Introduction: It is crucial to understand psychosocial outcomes in children and adolescents with type 1 diabetes (T1D) and their families to provide optimal family-centered care. Hence, the aim of this study was to explore psychosocial outcomes in young people with T1D and their parents using currently available glucose monitoring devices in a real-life clinic setting. Methods: Children and adolescents aged 2-18 years with T1D for more than 6 months and their parents were recruited into a cross-sectional study to complete the Hypoglycemia Fear Survey (HFS) and the Pediatric Quality of Life Inventory (PedsQL) Generic Score Scales, Diabetes Module and Family Impact Module. Demographics and diabetes-specific parameters were obtained from medicals records. Results: Fifty-nine children and adolescents (mean age 15.1 ± 3.0 years) and 49 parents of children (mean age of children 12.5± 3.3 years) of which 44 were child-parent dyads completed the questionnaires. Parents had a higher mean (SD) FOH total and worry subscore than children, total score was 37.9 (14.6) vs. 32.2 (11.9), p = 0.047 and worry subscore was 17.8 (10.4) vs. 12.8 (9.0), p = 0.01. Furthermore, lower parental diabetes-specific QoL score was observed in parents, 78.8 (12.2) vs. 82.7 (10.3), p=0.02. No difference in FOH and QoL between real-time continuous glucose monitoring (rtCGM) and intermittently scanned glucose monitoring (isCGM) users and users of devices with and without alerts was observed. In isCGM users (n=36 completing the child questionnaires, n=33 completing parent questionnaires), higher parental FOH and lower parental diabetes-specific QoL correlated with higher scanning frequency, r = 0.399, p = 0.021, and r = -0.464, p = 0.007 respectively. No significant correlation was documented between scanning frequency and child questionnaire scores.

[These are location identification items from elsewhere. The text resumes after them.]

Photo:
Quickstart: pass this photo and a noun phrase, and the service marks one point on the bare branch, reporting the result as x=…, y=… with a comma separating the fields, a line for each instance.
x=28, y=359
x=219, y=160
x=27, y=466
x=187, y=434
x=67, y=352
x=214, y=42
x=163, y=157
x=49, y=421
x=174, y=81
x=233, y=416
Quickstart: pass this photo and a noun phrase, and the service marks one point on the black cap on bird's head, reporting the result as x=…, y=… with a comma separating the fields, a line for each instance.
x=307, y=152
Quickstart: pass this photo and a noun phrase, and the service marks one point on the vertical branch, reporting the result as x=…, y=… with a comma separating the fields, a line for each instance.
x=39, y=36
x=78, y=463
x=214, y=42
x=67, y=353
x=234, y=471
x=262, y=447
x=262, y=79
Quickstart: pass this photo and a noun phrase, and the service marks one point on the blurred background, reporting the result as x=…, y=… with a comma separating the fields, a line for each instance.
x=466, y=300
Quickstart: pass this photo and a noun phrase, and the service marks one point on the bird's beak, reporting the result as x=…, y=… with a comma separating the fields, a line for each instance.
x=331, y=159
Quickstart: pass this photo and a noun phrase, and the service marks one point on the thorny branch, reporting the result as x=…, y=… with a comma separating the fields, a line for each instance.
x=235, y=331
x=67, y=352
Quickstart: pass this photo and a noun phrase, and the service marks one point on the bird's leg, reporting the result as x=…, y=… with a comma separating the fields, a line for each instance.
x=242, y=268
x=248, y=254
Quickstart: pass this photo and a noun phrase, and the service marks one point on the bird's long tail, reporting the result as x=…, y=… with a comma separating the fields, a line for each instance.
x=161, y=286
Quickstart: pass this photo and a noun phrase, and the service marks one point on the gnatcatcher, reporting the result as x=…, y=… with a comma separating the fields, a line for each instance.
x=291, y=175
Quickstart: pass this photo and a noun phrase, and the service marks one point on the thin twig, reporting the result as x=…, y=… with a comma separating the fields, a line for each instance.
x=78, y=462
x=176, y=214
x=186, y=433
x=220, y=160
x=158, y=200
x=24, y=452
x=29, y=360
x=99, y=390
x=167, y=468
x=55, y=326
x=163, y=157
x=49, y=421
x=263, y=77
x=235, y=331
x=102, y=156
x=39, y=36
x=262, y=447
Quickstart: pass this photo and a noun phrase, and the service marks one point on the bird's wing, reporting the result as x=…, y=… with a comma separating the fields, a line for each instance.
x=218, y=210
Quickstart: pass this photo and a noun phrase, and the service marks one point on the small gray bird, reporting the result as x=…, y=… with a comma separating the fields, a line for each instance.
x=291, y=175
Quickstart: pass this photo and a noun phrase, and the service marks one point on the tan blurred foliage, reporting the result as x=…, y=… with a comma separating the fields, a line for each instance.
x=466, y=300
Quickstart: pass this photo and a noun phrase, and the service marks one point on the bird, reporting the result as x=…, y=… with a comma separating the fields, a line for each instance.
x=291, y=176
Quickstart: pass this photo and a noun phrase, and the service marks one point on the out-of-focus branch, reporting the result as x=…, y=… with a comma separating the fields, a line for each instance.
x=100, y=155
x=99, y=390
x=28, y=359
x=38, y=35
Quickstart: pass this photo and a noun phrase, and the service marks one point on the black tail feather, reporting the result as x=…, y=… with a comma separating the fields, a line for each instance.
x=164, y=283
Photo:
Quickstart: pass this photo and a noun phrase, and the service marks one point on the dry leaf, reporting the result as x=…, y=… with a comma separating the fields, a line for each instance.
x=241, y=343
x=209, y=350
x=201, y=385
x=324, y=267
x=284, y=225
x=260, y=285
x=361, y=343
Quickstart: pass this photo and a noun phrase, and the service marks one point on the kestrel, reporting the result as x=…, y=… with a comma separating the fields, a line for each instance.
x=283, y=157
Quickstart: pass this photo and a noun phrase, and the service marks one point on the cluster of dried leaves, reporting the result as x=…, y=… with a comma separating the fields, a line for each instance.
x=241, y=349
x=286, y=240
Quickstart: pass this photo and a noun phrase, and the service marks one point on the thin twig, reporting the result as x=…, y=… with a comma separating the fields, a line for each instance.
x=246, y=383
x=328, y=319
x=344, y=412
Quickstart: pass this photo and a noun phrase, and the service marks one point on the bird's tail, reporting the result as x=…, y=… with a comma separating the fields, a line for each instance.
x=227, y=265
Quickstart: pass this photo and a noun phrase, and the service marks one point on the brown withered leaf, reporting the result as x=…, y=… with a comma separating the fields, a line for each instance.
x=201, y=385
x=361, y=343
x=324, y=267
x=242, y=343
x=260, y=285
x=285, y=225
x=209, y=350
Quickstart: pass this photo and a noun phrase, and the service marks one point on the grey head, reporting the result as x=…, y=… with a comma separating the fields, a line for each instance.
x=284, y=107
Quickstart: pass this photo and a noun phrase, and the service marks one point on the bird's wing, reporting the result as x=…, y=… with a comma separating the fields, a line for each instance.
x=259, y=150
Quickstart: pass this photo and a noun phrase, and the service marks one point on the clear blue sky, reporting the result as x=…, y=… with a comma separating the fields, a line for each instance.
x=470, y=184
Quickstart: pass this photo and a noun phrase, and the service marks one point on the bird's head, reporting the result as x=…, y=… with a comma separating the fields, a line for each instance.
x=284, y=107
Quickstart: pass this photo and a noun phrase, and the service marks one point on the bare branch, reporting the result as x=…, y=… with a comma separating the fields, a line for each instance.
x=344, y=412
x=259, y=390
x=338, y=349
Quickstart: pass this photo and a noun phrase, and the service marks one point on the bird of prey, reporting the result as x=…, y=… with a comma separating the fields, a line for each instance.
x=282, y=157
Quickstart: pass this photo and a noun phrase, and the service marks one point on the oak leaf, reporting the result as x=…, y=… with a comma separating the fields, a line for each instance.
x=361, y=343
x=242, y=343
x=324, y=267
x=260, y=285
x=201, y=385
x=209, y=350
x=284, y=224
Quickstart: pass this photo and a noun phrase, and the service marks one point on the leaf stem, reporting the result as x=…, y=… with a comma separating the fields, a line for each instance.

Conclusions: Parents are more likely to perceive higher levels of psychosocial burden related to their child's diabetes than children and adolescents with T1D, especially parents of younger children. This highlights the need for family-based education and treatment resources to support parents in diabetes management in addition to rapidly advancing diabetes technology. In isCGM users, higher parental FOH and lower parent-perceived QoL correlated with a higher scanning frequency, indicating the potential impact of glucose monitoring modality on psychosocial outcomes or vice versa.